House Bill 136 was filed in early January, followed by Senate Bill 92. However, both bills have remained in committees.
The bills would make the recommendation of medical marijuana use by a practitioner, as well as the acquisition, cultivation, blending, delivery, distribution, manufacturing, manipulation, packaging for sale, preparation, possession, sale, testing, transportation, and transfer of it, legal.
Kentucky Rep. William Lawrence, who was a co-sponsor on HB 136 said the bill had to take a back seat to the COVID-19 pandemic and the economy, but he does anticipate the bills going further in the 2022 legislative session.
“There was so much going on with the economic crisis and COVID that needed to get through that leadership did not make the medical cannabis a priority this year,” Lawrence said. “However, I do feel we have the support to push it next year. We are very hopeful to see it get through during the session next year.”
He said he supported the bill because not only will it help those who need medical cannabis, but it will also create jobs for farmers in the area.
“I feel there is a great medicinal benefit,” he said. “I’ve talked with several people and believe it will be beneficial for those who are struggling. It will also create a new revenue stream for farmers in our area who choose to grow it.”
Mason County residents Eric and Michelle Crawford have spent several years lobbying for this bill to be passed.
The Crawfords said they know the support is there for the bill.

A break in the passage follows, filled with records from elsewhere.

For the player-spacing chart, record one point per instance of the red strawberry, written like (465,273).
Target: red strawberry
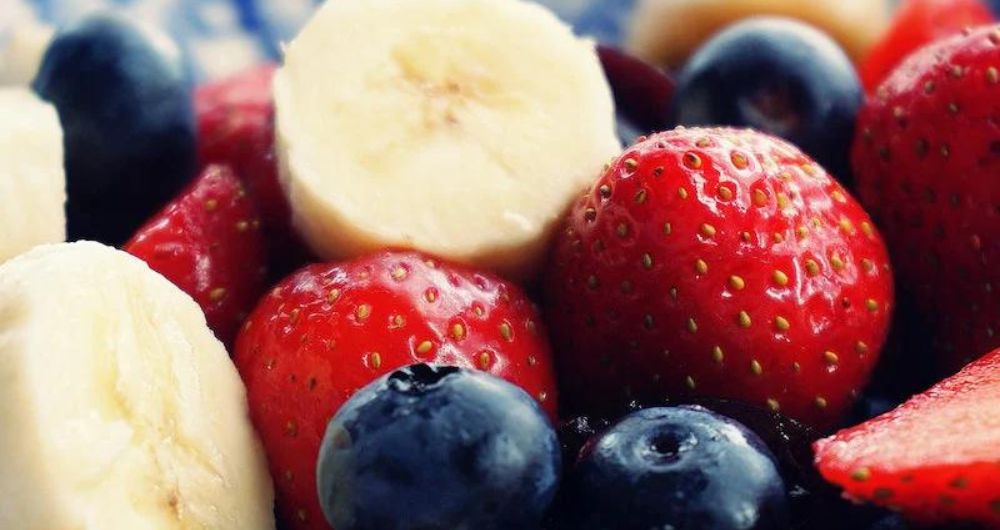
(207,242)
(236,127)
(916,24)
(927,160)
(724,263)
(936,457)
(328,330)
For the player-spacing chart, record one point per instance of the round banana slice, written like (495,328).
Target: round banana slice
(120,409)
(32,179)
(666,32)
(463,128)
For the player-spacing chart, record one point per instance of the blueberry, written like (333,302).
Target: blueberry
(438,448)
(779,76)
(683,468)
(124,98)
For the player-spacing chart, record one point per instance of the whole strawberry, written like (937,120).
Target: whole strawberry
(927,160)
(935,458)
(236,127)
(207,241)
(719,262)
(329,330)
(915,24)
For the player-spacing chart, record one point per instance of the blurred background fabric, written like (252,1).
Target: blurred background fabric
(224,36)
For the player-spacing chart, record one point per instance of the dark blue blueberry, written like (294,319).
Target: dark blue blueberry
(124,99)
(683,468)
(778,76)
(428,448)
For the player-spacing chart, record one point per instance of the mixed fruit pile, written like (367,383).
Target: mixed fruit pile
(410,278)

“HB 136 has 28 sponsors and SB 92 had 11 as of today,” they said. “Both bills had bi-partisan support. We also feel strongly that the votes were there in both chambers for a floor vote. We know that 90 percent of Kentuckians support medical cannabis but leadership has yet to send either bill to a committee. It’s very frustrating.”
Both are disappointed with the lack of movement on the bills this year.

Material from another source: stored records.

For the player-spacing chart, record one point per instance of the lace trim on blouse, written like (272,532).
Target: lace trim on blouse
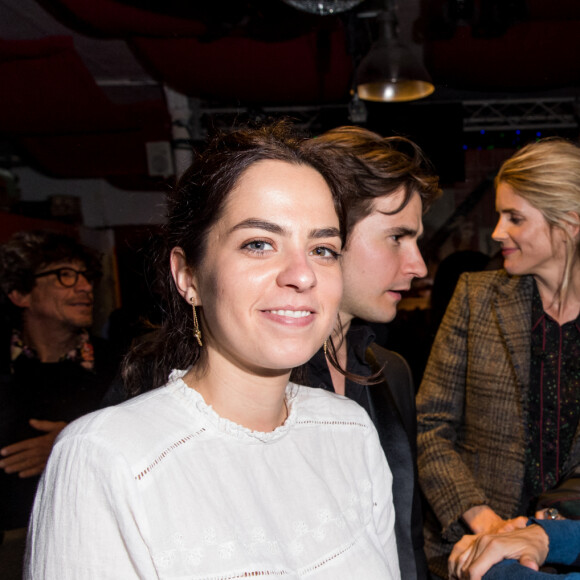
(193,398)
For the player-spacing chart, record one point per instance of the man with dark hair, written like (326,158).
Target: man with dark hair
(389,186)
(51,370)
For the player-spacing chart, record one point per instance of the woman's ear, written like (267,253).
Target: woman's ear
(574,226)
(183,276)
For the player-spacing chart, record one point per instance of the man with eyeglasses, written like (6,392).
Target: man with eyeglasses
(51,369)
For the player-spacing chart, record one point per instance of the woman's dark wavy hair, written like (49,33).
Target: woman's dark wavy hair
(194,206)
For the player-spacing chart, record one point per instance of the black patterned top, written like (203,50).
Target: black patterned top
(553,406)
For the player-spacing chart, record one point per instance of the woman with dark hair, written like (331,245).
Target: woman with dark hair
(228,470)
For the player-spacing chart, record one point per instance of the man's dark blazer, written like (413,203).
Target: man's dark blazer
(392,410)
(390,404)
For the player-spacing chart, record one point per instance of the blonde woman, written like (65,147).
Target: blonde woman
(498,407)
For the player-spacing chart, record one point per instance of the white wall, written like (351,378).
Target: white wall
(102,204)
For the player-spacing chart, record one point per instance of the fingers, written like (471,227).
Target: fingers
(460,557)
(513,524)
(529,562)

“We are disappointed, disheartened and saddened that medical cannabis didn’t move in either chamber again this session,” the Crawfords said. “It was hard to have to sit home and not be present in Frankfort but we will continue our advocacy efforts the best we can. We greatly appreciate Rep. Jason Nemes and Sen. Steve West for filing medical cannabis bills for us and are thankful that Rep. Lawrence co-sponsored.”
Eric Crawford is a quadriplegic who also suffers from glaucoma. He has said in the past that his doctor has recommended medical cannabis as the only truly effective drug to treat his condition.